Sosiolog Universitas Indonesia (UI) yang juga pemerhati masalah Ambon, Tamrin Amal Tamagola, menilai pola bentrokan Ambon pada 11 September itu serupa dengan awal peristiwa Konflik Ambon tahun 1999. Pola bentrokan dilakukan sebelum atau setelah lebaran Idul Fitri. Lalu membuat onar dengan membakar sesuatu di dekat tempat ibadah.

Saat itulah kabar burung beredar atau dihembuskan untuk memprovokasi massa. "Dulu tahun 1999, cukup dengan Rp 1.000 Ambon rusuh. Dengan koin Rp 100, menelpon lewat telepon umum dan Ambon terbakar. Sekarang dengan SMS. Kok intelijen dan polisi tidak mampu menyadap?" kritik Thamrin.

Untungnya saat ini masyarakat sudah tidak lagi mudah diprovokasi sehingga rusuh Ambon tidak akan membesar seperti konflik pada 1999. Masyarakat sudah sadar pentingnya perdamaian dan menyadari hanya menjadi korban politik saja.

"Kami salut kepada anak muda Ambon yang tidak ikut-kutan bawa parang atau golok. Mereka sudah tahu bahwa tidak bisa lagi dijadikan korban atau tumbal politik lokal ataupun nasional. Mereka bisa menyelesaikan sendiri, tidak perlu menggunakan pasukan yang akan kontraproduktif," tandasnya.

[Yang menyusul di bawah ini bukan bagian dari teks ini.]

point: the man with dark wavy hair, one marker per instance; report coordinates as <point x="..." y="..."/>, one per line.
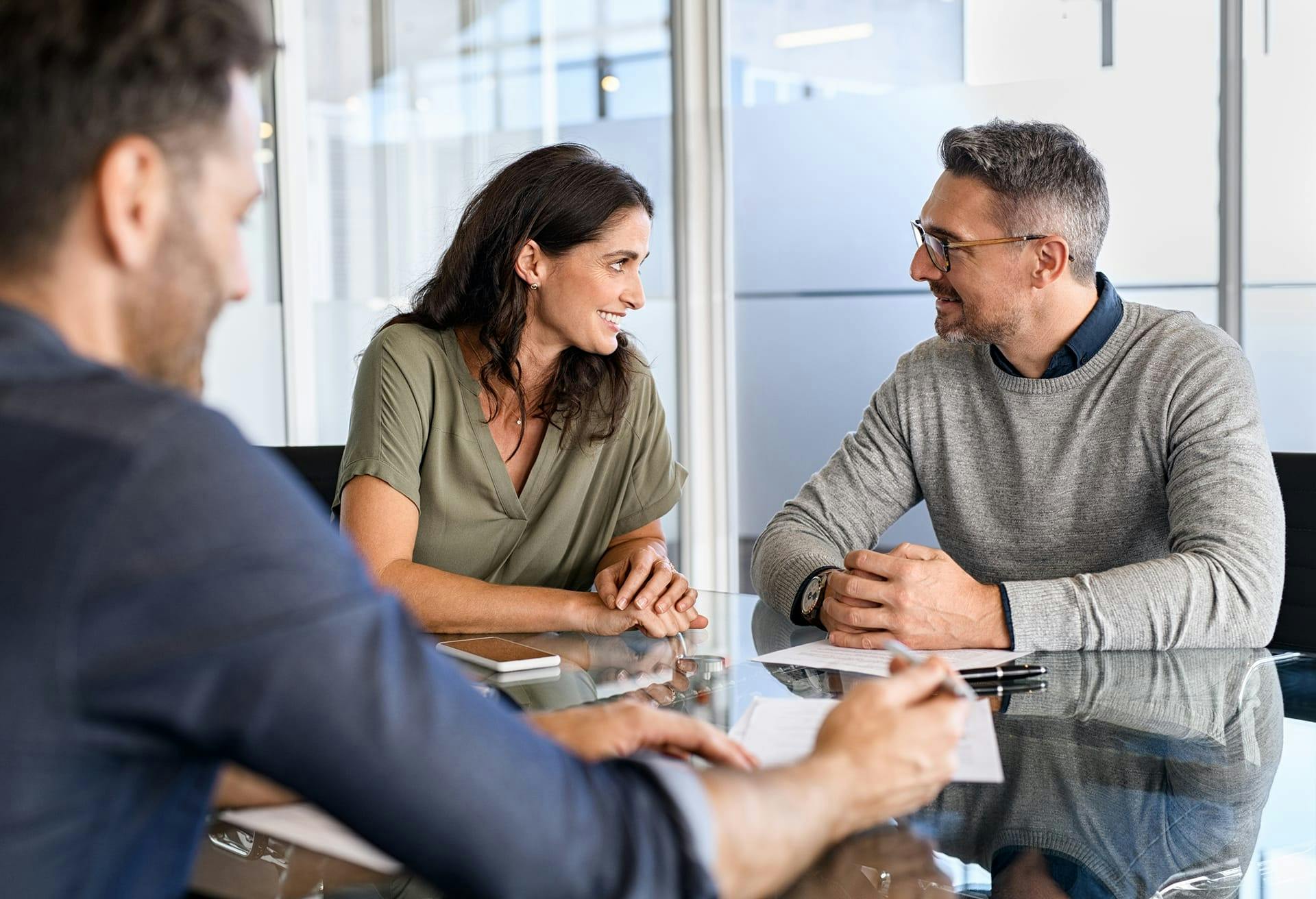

Selain itu, elite politik lokal juga telah sudah lebih dewasa. Tidak berselang lama kerusuhan meletus, sejumlah raja lokal dan pimpinan adat langsung mengeluarkan maklumat perdamaian. "Dan itu dituruti. Raja-raja lokal masih diakui dan berwibawa. Sistem raja di tingkat lokal masih efektif seperti Raja Toleho yang mengeluarkan maklumat dan itu bagus," tegas pria asal Maluku ini.